Lawrence Barsalou

Biographical information

Lawrence Barsalou is Professor of Psychology at the University of Glasgow, performing research in the Institute of Neuroscience and Psychology. He received a Bachelors degree in Psychology from the University of California, San Diego in 1977 (George Mandler, advisor), and a Ph.D. in Cognitive Psychology from Stanford University in 1981 (Gordon Bower, advisor). Since then, Barsalou has held faculty positions at Emory University, the Georgia Institute of Technology, and the University of Chicago, joining the University of Glasgow in 2015. Barsalou’s research addresses the nature of human conceptual processing and its roles in perception, memory, language, thought, social interaction, and health cognition. A current theme of his research is that the conceptual system is grounded in multimodal simulation, situated conceptualization, and embodiment. Specific topics of current interest include the roles of conceptual processing in emotion, stress, abstract thought, self, appetitive behavior, and contemplative practices. His research also addresses the dynamic online construction of conceptual representations, the development of conceptual systems to support goal achievement, and the structure of knowledge.
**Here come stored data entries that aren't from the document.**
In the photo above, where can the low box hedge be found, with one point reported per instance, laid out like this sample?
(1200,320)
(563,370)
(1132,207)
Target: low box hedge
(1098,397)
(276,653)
Barsalou’s research has been funded by the US National Science Foundation and other US funding agencies. He has held a Guggenheim fellowship, served as the chair of the Cognitive Science Society, and won an award for graduate teaching from the University of Chicago. Barsalou is a Fellow of the American Association for the Advancement of Science, the American Psychological Association, the Association for Psychological Science, the Cognitive Science Society, the Mind and Life Institute, and the Society of Experimental Psychologists. He is a winner of the Distinguished Cognitive Science Award from the University of California, Merced.